Squirrels and city

Elizabeth Carlen is a postdoctoral fellow with the Living Earth Collaborative at Washington University in St. Louis. She is studying how city life is changing the local populations of eastern gray squirrels (Sciurus carolinensis).

“St. Louis has a long history of racism that impacts where illegal dumping occurs, where pesticides were and are sprayed, where parks are taken care of, and where street trees are planted,” Carlen says. “All of these features influence the physical environment, and subsequently, the flora and fauna of that area.”

Armed with notes from perusing Google Street View the night before, Carlen drives back alleys across St. Louis each day, looking for squirrels. She carefully ties down box traps baited with organic peanut butter and tosses in an extra handful of walnuts for good measure. When a squirrel is caught, Carlen quickly collects one snip of tail fur, a small piece of tissue from the ear, and any scat the squirrel has dropped – then releases the animal.

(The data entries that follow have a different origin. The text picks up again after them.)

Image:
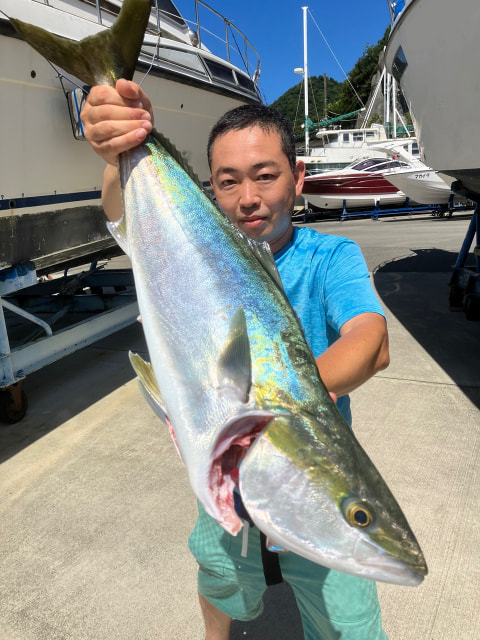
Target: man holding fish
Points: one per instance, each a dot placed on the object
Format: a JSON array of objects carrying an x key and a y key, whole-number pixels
[{"x": 255, "y": 178}]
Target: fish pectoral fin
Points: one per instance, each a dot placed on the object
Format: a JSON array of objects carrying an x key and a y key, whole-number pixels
[
  {"x": 118, "y": 230},
  {"x": 148, "y": 385},
  {"x": 234, "y": 366}
]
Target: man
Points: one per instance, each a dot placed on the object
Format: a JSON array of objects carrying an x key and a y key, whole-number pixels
[{"x": 255, "y": 177}]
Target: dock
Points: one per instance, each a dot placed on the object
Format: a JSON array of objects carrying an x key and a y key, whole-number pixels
[{"x": 96, "y": 509}]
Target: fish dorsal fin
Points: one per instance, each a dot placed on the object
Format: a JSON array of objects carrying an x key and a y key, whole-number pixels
[
  {"x": 234, "y": 366},
  {"x": 101, "y": 58},
  {"x": 148, "y": 384}
]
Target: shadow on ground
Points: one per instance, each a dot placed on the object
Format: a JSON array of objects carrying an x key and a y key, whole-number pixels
[
  {"x": 280, "y": 619},
  {"x": 81, "y": 379},
  {"x": 415, "y": 289}
]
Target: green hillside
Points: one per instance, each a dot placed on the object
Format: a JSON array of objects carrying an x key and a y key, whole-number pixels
[
  {"x": 340, "y": 96},
  {"x": 291, "y": 103}
]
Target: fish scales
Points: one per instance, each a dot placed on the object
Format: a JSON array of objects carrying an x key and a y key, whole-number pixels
[{"x": 231, "y": 367}]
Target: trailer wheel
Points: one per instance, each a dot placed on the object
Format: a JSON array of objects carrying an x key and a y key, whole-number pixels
[
  {"x": 471, "y": 306},
  {"x": 11, "y": 411}
]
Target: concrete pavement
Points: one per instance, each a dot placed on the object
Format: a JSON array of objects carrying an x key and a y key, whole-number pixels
[{"x": 95, "y": 508}]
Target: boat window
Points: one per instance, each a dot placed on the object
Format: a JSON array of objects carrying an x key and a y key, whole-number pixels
[
  {"x": 171, "y": 10},
  {"x": 399, "y": 64},
  {"x": 175, "y": 56},
  {"x": 220, "y": 71},
  {"x": 369, "y": 163}
]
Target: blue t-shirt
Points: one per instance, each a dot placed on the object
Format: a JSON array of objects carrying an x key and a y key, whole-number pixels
[{"x": 327, "y": 282}]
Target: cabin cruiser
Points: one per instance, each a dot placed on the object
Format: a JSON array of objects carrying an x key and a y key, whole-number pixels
[
  {"x": 50, "y": 180},
  {"x": 335, "y": 149},
  {"x": 362, "y": 184},
  {"x": 436, "y": 68}
]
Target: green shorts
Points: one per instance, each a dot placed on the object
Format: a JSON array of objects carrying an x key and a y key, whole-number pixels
[{"x": 332, "y": 604}]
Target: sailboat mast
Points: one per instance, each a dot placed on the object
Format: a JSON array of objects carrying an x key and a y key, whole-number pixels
[{"x": 305, "y": 76}]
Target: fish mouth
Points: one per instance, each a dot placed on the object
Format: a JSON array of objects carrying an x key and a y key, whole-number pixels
[
  {"x": 394, "y": 570},
  {"x": 235, "y": 439}
]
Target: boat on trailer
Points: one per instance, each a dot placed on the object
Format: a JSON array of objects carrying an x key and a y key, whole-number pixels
[
  {"x": 50, "y": 181},
  {"x": 51, "y": 219},
  {"x": 432, "y": 51}
]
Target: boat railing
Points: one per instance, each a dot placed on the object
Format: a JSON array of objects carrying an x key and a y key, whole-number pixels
[
  {"x": 238, "y": 47},
  {"x": 396, "y": 7},
  {"x": 209, "y": 30}
]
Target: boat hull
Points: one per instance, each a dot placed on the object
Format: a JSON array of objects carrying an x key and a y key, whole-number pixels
[
  {"x": 50, "y": 182},
  {"x": 424, "y": 186},
  {"x": 439, "y": 83},
  {"x": 357, "y": 191}
]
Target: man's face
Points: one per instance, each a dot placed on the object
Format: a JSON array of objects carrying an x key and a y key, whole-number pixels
[{"x": 254, "y": 184}]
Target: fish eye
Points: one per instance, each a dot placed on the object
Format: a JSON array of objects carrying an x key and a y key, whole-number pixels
[{"x": 358, "y": 515}]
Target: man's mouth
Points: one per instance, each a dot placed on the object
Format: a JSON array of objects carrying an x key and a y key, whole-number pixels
[{"x": 252, "y": 222}]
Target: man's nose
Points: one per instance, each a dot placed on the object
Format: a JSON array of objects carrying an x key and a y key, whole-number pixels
[{"x": 249, "y": 194}]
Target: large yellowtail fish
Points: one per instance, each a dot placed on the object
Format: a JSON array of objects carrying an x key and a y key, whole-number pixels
[{"x": 232, "y": 365}]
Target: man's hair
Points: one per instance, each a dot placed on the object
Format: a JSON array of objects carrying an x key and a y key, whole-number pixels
[{"x": 255, "y": 115}]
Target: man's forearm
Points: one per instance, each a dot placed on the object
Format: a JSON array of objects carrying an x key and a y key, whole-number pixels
[{"x": 356, "y": 356}]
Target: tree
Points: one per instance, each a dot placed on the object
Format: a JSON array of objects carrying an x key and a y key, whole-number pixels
[
  {"x": 290, "y": 104},
  {"x": 360, "y": 78}
]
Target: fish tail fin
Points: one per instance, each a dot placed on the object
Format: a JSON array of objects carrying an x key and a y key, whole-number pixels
[{"x": 98, "y": 59}]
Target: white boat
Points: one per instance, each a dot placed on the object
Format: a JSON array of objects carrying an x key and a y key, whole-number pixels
[
  {"x": 420, "y": 183},
  {"x": 361, "y": 185},
  {"x": 50, "y": 181},
  {"x": 423, "y": 185},
  {"x": 335, "y": 149},
  {"x": 432, "y": 52}
]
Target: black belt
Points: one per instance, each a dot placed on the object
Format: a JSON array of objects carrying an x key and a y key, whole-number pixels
[{"x": 270, "y": 560}]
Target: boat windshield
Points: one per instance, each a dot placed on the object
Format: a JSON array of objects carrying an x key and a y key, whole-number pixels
[{"x": 377, "y": 164}]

Carlen is using DNA from these samples to investigate how squirrels are adapting to the urban environment within St. Louis city.

With these data she is building a landscape genetic model that shows how squirrels in the region are related. Carlen is mapping out the geographic corridors that squirrels use to traverse the city and the barriers they encounter. But she’s also focused on the impacts of environmental racism and the ways that human choices – for example, illegal trash dumping, and the inequitable efforts to combat this problem – are creating selection pressures that have evolutionary repercussions.

Ultimately, Carlen’s research will provide vital information on how to transform cities to better support both wildlife and humans. Her squirrel project is supported by the National Science Foundation (NSF). In addition to this work, Carlen is a co-founder and editor of the urban evolution blog, Life in the City: Evolution in an Urbanizing World.